Saldaña is animated this morning and anxious to talk about the future for Casa Lumbre Spirits in the wake of the Campari deal and put to rest concerns people have over how this will change Montelobos. “A large company, like a Campari or a Pernod Ricard, cannot acquire something that is about the craft and then get rid of that aspect. Then the investment is put in a hole,” he explains.

When I bring up what has happened in the world of tequila and if mezcal is following in its footsteps, specifically in regards to the use of diffusers, something allowed in mezcal production under NOM-70: 

“When tequila became successful in the 80s and 90s, no consumers were asking how they were making the product, it was just about meeting the demand. The challenge <for mezcal> is how you grow – it would be stupid to use a difusor and to change the craft of the product. The brand is destroyed forever.”

Saldaña pauses before adding, “Can we make mezcal for the people in the correct way? Can we be a medium sized brand that is made traditionally? Brand owners understand that the essence of mezcal is to keep an honest, clean process of production that will bring the flavors of the mezcal in the right way.”

When I talk about the irony of how people are so demanding of where their food comes from and understanding that and seemingly so unconcerned about how their alcoholic spirits are produced, he nods his head in agreement and responds “What is the alcohol people are going to choose – people need better options. We think the world deserves to drink better – we are in a place to bring products to market that bring positive impacts to the small communities… Montelobos is certified organic and much of the agave grown for mezcal is organic even if not certified. Fertilizers are not as much of a concern as usually only for the first or second year are agaves fertilized. Herbicides are a much bigger issue because those remain in the soil.”

He continues, “Creating the opportunity to offer more mezcal to the world is not a bad thing. The role of brands is to try and minimize the negative impacts.” 

I ask him about how when Montelobos first came out, he was very adamant about how they would never use wild agave, but that they now have both an ensemble and a tobala in their portfolio. “It is important to look at where the wild agave is coming from. Obviously in Oaxaca there is a problem <because of the demand> but other regions still have plenty of wild agave. We work with Don Aaron Alva in Puebla who began growing Tobala by seed in 2003. He is also growing papalometl, cupreata, and karwinskiis from seeds from Oaxaca. If brands continue planting more and more, eventually overharvesting will not be an issue.”

When we start talking about agaves and species and what is called what, Saldaña puts on his scientific hat. “We have geneticists and biologists arguing about what is a cupreata, what is a tobala, when they share genetic markets. The obsession to classify agaves and varieties is complicated, and made more so with the CRM labeling rules. You can’t put Potatorum Suc, Suc being the man who identified this plant, on your label, you can only say Potatorum which is not enough.” 
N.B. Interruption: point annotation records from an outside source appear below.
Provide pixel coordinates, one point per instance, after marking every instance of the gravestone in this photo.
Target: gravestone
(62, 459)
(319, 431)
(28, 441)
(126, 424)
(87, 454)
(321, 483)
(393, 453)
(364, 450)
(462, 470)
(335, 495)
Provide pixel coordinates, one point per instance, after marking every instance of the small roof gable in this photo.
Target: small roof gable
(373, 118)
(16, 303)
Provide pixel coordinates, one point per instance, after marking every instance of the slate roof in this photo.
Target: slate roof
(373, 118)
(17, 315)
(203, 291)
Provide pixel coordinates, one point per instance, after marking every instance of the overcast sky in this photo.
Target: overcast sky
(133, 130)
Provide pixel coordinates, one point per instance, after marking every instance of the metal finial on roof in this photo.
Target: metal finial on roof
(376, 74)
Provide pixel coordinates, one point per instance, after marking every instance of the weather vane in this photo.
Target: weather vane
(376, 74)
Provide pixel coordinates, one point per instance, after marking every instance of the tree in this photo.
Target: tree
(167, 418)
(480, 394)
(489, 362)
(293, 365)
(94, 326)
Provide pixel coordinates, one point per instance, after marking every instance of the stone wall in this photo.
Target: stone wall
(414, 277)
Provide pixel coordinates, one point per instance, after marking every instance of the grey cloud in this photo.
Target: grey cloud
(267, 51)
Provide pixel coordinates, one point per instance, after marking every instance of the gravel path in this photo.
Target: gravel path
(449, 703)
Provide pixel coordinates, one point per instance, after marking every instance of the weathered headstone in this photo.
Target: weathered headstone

Our time is coming to an end, though there is so much more we could talk about. We come back around to Casa Lumbre Spirits and the future.
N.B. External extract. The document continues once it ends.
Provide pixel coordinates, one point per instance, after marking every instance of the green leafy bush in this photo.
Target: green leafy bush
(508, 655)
“With our experience with Montelobos and Ancho Reyes we now understand how to spot opportunities and act on them. We are investigating botanicals, corn, the microbiology of wild fermentation and pulque. There are distillers in Peru and Columbia who are playing around with local plants and distilling them. We can look to help this kind of spirit development by working with them to help them understand the flavor demands in the US and Europe. Casa Lumbre is a dragon of multiple heads.”
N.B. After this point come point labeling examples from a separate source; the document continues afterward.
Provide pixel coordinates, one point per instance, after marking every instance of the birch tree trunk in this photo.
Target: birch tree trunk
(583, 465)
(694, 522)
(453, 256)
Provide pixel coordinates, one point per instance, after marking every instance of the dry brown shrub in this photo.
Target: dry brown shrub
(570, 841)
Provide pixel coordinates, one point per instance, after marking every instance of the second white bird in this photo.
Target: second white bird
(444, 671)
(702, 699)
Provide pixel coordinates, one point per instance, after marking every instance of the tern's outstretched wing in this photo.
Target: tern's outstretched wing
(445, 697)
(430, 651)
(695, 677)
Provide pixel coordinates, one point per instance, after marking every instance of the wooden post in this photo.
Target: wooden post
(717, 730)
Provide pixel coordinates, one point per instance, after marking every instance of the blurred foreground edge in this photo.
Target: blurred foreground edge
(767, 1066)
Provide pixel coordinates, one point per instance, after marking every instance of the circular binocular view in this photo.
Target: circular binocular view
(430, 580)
I spend the rest of the day on a walking tour at Abastos Market. We taste different nieves and sorbetes, quesadillas, empanadas, tlayudas, an incredible goat barbacoa, freshly ground chocolate. My mind is on flavors and how rooted they are to place, how no one masa tastes like another at the different puestos where we stop. We sip pulque that is fresh and another that is several days old, tepache, some pickled fruit that tastes like a bitter olive. It is limitless what is available, which I imagine is precisely how Saldaña feels.